NEWS RELEASE - May 14, 2008

HSE Integrated Ltd. (“HSE”, “Our”, “We”, or the “Company”) announced its financial results for the first quarter ended March 31, 2008. Financial and operating highlights are summarized below:

  • Revenue was $27.6 million for the quarter, a reduction of 1.4% compared to the prior year.
  • Oilfield revenues declined 19% compared to the first quarter of 2007, and a 32% decline compared to the first quarter of 2006. This is primarily due to reduced overall activity levels within the conventional upstream, or “wellhead”, sector of the oil and gas industry: oil and natural gas well drilling, completion and work-over (repair and maintenance) operations. The decline in natural gas well drilling and recompletion activity over the past two years significantly impact the Company’s top and bottom line in the Oilfield sector.
  • The Company continues its successful business diversification strategy, and reports a 42% ($3.5 million) increase in Industrial revenues in the first quarter when compared to the prior year, and almost 185% ($7.5 million) increase when compared to the similar period in 2006.
  • A significant portion of the increase in Industrial revenues came from continued growth in demand for a growing range of HSE’s services to oilsands construction, extraction and processing operations in Northeast Alberta. This geographic area experienced growth rates of 42% over the prior year, and 600% when compared to same period in 2006. In the first quarter of 2008, revenue from this region represented almost 21% of total revenue.
  • Equipment and services contracted by clients in Central and Atlantic Canada, and the North Eastern United States, is classified as Industrial revenue. Revenue from these areas in the first quarter of 2008 was $3.7 million and increased by almost 83% compared to 2007, and by 544% compared to the same period in 2006. This is due both to the acquisitions completed in April 2006, and increased demand created by more aggressive marketing efforts in new and existing markets.
  • EBITDA declined to $2.6 million for the quarter (2007 - $4.8 million). The reduction in margins is mainly due to lower utilization of the Company’s higher margin large equipment fleet (fire trucks and mobile decontamination units), that are primarily deployed in the completion and stimulation of newly drilled natural gas wells, or major work-over and/or recompletion of existing natural gas wells. Industry sources have indicated that natural gas directed drilling activity in the first quarter of 2008 was lower than the previous two years. In the first quarter, rental revenue of fire trucks and mobile
    decontamination units to customers in the Oilfield sector declined by 44% and 66% as compared to the same periods in 2007 and 2006, respectively. The large equipment fleet also employs a sizable fixed overhead support structure that did not realize its required economies of scale due to lower utilization levels.
  • Partially offsetting the reduced margins from lower equipment utilization was approximately $0.6 million of realized overhead cost reduction in the first quarter (as compared to the same quarter in the prior year) as a result of the initiatives announced in the fourth quarter of last year.
  • Announced subsequent to the end of the first quarter, is a commercial arrangement with Boots & Coots International Well Control, Inc. (“Boots & Coots”) to serve as the basis for HSE’s US Expansion strategy. Initially, the new venture will provide fire protection and worker decontamination services during well stimulation operations. This will involve the relocation of existing specialized and proprietary capital assets, designed and manufactured by HSE in Canada, to selected US markets. The new venture is expected to be operating in one or more markets in the central and western producing regions of the US by mid-2008.
  • At the end of the current quarter, the draw against the revolving facility was $13.8 million, and against the operating facility was $3.7 million. At March 31, 2008, the Company was in compliance with its financial covenants.

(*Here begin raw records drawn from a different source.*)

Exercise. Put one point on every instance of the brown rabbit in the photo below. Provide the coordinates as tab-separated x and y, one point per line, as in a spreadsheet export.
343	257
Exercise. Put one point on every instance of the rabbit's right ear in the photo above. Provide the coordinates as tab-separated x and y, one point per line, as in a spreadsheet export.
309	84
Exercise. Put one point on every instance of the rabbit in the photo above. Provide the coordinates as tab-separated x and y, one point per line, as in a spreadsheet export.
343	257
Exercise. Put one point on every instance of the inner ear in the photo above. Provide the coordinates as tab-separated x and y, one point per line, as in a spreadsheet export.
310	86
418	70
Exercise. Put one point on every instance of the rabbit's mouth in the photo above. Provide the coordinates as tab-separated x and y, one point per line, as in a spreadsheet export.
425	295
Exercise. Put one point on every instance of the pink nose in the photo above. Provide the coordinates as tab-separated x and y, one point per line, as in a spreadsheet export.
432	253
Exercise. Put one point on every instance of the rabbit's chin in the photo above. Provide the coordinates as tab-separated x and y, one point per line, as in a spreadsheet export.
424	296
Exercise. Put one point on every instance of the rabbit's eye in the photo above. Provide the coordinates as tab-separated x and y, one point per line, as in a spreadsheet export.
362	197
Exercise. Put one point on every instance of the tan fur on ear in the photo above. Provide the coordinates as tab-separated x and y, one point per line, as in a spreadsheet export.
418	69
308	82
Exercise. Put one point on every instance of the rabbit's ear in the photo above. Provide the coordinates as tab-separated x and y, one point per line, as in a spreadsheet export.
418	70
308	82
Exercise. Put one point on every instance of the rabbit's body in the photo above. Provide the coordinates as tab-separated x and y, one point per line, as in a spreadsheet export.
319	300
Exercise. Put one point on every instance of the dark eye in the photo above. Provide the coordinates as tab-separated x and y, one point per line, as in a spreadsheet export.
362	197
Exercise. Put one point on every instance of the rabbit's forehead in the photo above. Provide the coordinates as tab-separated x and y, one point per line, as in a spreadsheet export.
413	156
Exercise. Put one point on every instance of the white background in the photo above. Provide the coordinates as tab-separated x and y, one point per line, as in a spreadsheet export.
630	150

David Yager, Chairman and CEO, offered the following comments for HSE’s first quarter 2008 results:

“The main challenge for HSE to be able to generate a higher operating margin and improved return on investment will be to secure higher utilization rates on the larger pieces of safety equipment that are dedicated almost exclusively to natural gas well drilling, completion and workover activities, discussed in greater detail above. Our partnership with Boots & Coots in the U.S. and redeployment of otherwise underutilized assets will be a key component of that strategy, and exploiting what most observers believe will be improved activity in all aspects of natural gas development created by higher natural gas prices. The continued growth in the Industrial component of our business continues to be very satisfying and is a part of our business where we can maintain growth for the foreseeable future. Customer response to the HSE’s integrated services model is very encouraging. Improving margins in this growing Industrial safety services business sector remains a priority, and several initiatives are underway internally to expedite this process”.

For further information and analysis please see the attached Management’s Discussion and Analysis and Financial Statements.

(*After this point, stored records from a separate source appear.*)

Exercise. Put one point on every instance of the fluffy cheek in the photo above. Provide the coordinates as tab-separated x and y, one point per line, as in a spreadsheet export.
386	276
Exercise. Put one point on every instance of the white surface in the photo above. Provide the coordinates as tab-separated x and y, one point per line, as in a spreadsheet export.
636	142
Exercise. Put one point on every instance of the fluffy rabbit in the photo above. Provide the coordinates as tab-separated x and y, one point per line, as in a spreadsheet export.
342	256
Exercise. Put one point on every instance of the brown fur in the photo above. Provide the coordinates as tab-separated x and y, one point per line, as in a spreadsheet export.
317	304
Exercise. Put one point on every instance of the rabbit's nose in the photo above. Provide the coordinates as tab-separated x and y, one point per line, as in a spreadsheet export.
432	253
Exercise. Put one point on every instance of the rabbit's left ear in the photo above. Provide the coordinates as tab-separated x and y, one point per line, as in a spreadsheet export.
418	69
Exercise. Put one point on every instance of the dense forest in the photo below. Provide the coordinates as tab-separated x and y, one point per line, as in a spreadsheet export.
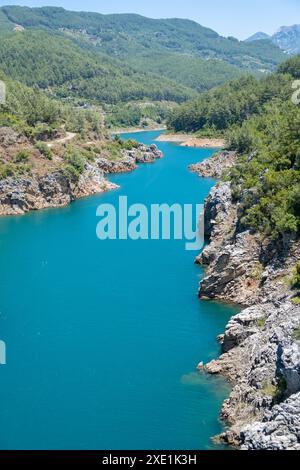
260	122
180	50
49	60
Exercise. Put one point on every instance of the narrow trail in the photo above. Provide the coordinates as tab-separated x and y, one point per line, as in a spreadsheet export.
62	140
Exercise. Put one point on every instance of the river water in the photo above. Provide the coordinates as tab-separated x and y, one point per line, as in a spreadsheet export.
103	337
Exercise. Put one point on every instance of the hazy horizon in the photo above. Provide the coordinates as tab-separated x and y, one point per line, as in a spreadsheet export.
230	18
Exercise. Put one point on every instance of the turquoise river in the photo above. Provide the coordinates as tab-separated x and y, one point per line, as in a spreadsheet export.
103	337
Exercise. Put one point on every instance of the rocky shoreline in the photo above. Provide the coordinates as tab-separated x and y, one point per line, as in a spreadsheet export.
189	140
261	347
55	189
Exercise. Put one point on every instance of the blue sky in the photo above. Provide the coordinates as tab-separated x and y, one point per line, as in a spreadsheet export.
239	18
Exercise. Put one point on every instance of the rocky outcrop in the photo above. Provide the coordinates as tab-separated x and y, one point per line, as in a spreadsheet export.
278	430
20	195
261	356
215	166
242	267
9	136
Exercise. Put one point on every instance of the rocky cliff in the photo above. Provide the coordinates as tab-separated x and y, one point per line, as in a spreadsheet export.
261	347
55	189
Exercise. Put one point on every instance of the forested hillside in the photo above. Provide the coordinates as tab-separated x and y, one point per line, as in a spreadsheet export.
181	50
262	124
45	59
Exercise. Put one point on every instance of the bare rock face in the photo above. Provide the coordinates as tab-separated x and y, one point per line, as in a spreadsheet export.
8	137
278	430
130	159
241	266
215	166
20	195
261	357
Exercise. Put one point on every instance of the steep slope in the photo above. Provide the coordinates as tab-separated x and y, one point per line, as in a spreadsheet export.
287	38
258	37
139	40
49	59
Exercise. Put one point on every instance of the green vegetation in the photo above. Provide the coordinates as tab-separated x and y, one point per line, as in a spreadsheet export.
22	156
296	334
71	71
74	166
121	58
261	322
295	280
136	38
229	105
275	391
32	113
262	124
44	149
137	114
10	170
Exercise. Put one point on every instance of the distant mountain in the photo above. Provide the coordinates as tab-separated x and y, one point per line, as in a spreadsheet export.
177	49
287	38
52	61
258	37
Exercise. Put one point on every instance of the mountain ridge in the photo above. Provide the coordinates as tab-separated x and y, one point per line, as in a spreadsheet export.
287	38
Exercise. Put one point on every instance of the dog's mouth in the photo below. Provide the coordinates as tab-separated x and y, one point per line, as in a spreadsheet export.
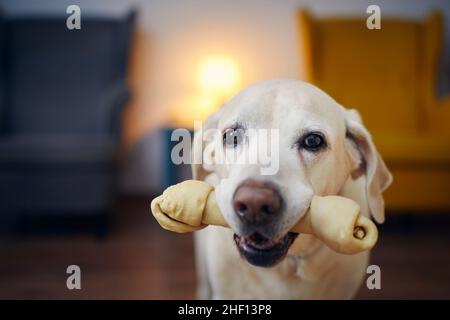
261	251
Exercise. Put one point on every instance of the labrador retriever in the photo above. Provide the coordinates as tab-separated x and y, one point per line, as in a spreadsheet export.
322	149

Annual General Meeting Reminder

The Company extends an invitation to shareholders and members of the investment community to attend HSE Integrated Ltd.’s upcoming Annual General Meeting that will take place at the Viking Room, Calgary Petroleum Club, 319 – 5 Avenue SW, Calgary, Alberta, on Friday, May 16, 2008 at 10:00 a.m.,

CONFERENCE CALL

HSE will be hosting a conference to discuss their results at 10 AM (Eastern Daylight Time), 8 AM (Mountain Daylight Time) on Thursday May 15th, 2008.

Dial-In Number: 1-800-589-8577 or 1- 416-644-3428

Conference Replay to May 29, 2008: 1-416-640-1917 or 1-877-289-8525 (Passcode: 21271527 followed by the pound sign)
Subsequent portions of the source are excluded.